UC sophomore Isaiah Pead made his second career start a memorable one, rushing for 175 yards. Since 2002, only two backs (2004, Leon Washington, Florida State, 195; and 2008, Sean McCoy, Pitt, 183) have run for more yards against WVU.

If West Virginia is going to play its way to success as the season winds down, it's going to have to stop the run. Pead's effort wasn't an aberration in recent history.

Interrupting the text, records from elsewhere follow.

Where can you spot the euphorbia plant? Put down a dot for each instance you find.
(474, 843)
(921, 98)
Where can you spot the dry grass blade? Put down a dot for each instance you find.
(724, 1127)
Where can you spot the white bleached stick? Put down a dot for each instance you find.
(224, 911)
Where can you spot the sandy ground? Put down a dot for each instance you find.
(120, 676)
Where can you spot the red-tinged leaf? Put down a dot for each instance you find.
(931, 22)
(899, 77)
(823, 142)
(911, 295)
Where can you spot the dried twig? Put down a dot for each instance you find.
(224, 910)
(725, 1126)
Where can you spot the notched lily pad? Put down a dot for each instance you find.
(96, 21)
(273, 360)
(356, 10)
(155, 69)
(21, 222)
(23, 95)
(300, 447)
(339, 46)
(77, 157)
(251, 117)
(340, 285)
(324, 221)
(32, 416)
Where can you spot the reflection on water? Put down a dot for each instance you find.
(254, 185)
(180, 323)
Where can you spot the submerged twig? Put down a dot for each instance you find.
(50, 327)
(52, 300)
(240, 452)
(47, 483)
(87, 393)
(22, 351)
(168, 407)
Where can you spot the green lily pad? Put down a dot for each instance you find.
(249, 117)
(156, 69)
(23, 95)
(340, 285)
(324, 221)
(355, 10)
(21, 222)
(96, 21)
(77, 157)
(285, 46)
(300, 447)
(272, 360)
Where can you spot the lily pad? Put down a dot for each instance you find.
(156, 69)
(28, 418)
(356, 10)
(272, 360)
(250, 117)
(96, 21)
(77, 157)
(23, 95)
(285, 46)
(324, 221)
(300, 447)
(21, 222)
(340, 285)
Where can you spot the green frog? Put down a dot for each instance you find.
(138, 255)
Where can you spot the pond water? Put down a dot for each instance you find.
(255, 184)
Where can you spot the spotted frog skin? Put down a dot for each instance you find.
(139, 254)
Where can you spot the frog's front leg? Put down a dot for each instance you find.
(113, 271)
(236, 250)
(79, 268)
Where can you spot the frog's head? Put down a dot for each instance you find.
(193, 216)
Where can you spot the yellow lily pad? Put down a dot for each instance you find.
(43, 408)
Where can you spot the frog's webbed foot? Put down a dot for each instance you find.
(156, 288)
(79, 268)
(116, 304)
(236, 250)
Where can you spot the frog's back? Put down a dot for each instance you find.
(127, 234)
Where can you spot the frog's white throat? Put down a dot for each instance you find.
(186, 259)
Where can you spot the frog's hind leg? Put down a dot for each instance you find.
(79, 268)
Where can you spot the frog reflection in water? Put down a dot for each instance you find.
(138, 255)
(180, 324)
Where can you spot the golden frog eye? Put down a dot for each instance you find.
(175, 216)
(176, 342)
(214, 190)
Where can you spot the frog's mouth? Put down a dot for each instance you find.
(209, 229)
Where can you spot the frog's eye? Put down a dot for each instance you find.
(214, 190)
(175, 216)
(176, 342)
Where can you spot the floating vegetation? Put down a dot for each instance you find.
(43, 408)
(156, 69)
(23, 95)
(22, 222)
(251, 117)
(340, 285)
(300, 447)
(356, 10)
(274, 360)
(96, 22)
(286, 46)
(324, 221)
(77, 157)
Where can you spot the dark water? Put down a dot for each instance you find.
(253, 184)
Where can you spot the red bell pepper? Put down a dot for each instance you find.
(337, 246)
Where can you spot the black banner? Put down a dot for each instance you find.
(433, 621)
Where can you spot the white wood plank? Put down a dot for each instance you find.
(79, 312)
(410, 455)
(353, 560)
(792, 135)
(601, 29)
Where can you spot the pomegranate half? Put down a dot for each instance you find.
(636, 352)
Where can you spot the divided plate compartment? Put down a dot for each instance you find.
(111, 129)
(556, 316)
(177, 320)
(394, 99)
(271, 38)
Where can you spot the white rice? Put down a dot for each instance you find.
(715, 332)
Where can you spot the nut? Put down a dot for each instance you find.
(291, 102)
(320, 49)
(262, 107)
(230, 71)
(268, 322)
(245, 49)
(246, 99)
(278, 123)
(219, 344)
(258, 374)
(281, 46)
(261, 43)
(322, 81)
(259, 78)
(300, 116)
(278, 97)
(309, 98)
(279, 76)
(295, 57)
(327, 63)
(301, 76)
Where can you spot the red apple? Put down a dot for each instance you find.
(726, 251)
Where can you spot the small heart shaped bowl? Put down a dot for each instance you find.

The previous week, Louisville's unheralded Darius Ashley ran for 164 yards against the WVU defense. The next challenge is Pitt freshman Dion Lewis, who leads Big East ground-gainers and had 152 yards in the Panthers' win over Notre Dame on Saturday.

Startling stat time:

In a 6-1 start, West Virginia allowed a total of only 604 rushing yards (86.3 per game). In going 1-2 since (losses to USF and Cincinnati sandwiching a ho-home home win over Louisville), WVU has permitted 606 ground yards (a 202-yard average).

"We weren't consistent in knocking down the run," WVU defensive coordinator Jeff Casteel said minutes after the loss at Cincinnati. "It was a problem all night. If you can't do that and do it well, it will end up coming back to haunt you.

"I thought overall our kids did a good job, but if had done better in the run phase ... We almost had them a couple more times. We just need to make a play when you've got to make them."

Casteel bemoaned Pead's 43-yard run on first-and-10 from the UC 24 with five minutes left that took Cincinnati, leading 21-14, to WVU's 33 and started the Bearcats toward their clinching field goal.

"We had a chance to make a play with 4-5 minutes left, and we couldn't get the guy on the ground," he said.

The WVU defense had taken done a really solid job taking away the Bearcats' major offensive weapons - receivers Mardy Gilyard and Armon Binns.

Cincinnati was averaging 325 yards per game through the air and 158 on the ground. Against WVU, the totals in those statistical lines, however, were 221 and 216.

"They're known as a passing team and that ran the ball, switched their game plan up," Mountaineer safety Robert Sands, who had his fourth interception of the season. "They ran it toward the weak side and got hat-on-hat on the weak side and found some open room.

"For the most part defensively, we did what we have to do. They live off big plays, and we gave up some big plays, but we also made some plays, too. Mostly, I thought, we played a good game ... "

The Bearcats, it seemed, took what the Mountaineers' 3-3-5 stack scheme gave them.

"Mardy Gilyard just had coverage all over him," said Cincinnati Coach Brian Kelly, who is 31-6 in three Bearcat seasons. "(WVU) doubled Binns. They can do it by virtue of their three-down (linemen) structure.

"It gives you the opportunity to run the football. I don't care how we score. I don't care what it looks like. I just want to win."

If the Mountaineers want to do that, too, at this crucial time of the football season, they're going to have to stuff something besides a turkey.